The selection engine is a recognition device characterized in that the learning model is relearned by the teacher data in which the input data and the feedback identifier of the recognition engine are associated with each other.

In the recognition method of the device that estimates the context from the input data using multiple recognition engines,
The device is
Using the learning model learned by the teacher data that associates the input data with the identifier of the recognition engine, the recognition engine for the input data to be estimated is selected, and the input data is output to the selected recognition engine.
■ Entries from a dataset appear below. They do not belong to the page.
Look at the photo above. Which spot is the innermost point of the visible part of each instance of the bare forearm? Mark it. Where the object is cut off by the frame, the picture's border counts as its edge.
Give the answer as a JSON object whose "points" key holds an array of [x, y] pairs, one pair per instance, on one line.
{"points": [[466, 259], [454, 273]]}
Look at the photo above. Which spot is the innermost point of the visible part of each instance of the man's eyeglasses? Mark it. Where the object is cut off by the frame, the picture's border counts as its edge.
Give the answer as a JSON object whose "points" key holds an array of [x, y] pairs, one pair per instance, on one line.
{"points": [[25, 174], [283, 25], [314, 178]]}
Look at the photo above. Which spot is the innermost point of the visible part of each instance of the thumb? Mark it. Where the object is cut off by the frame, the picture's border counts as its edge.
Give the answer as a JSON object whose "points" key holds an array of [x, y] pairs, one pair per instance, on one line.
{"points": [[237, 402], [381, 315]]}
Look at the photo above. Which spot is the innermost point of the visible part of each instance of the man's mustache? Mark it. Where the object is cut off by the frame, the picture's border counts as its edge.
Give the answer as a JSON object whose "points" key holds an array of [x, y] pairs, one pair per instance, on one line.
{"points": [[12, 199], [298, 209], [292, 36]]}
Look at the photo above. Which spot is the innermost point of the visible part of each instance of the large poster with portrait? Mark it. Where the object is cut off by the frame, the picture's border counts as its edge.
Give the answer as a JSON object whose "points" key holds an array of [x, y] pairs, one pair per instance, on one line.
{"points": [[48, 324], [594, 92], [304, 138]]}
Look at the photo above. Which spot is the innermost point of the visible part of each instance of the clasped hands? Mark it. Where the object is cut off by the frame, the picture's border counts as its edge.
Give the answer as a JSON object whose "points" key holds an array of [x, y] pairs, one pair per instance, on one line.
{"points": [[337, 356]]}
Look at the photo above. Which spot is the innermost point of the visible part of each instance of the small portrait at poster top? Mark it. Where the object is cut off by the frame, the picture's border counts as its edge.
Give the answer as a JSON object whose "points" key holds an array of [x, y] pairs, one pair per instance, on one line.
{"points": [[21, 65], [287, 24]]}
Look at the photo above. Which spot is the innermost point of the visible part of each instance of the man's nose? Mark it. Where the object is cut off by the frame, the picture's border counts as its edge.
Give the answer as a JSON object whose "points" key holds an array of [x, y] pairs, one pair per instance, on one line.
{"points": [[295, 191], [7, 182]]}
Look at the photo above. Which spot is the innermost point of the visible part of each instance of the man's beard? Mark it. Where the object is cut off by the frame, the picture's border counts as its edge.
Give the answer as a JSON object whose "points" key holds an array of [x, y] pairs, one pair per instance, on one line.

Steps and
The second step of determining the recognition engine whose recognition score calculated by the recognition engine for the input data is equal to or higher than the recognition threshold, and
A device characterized in that a third step of re-learning the learning model is executed by teacher data in which the input data is associated with the identifier of the recognition engine determined to be true by the second step. Recognition method.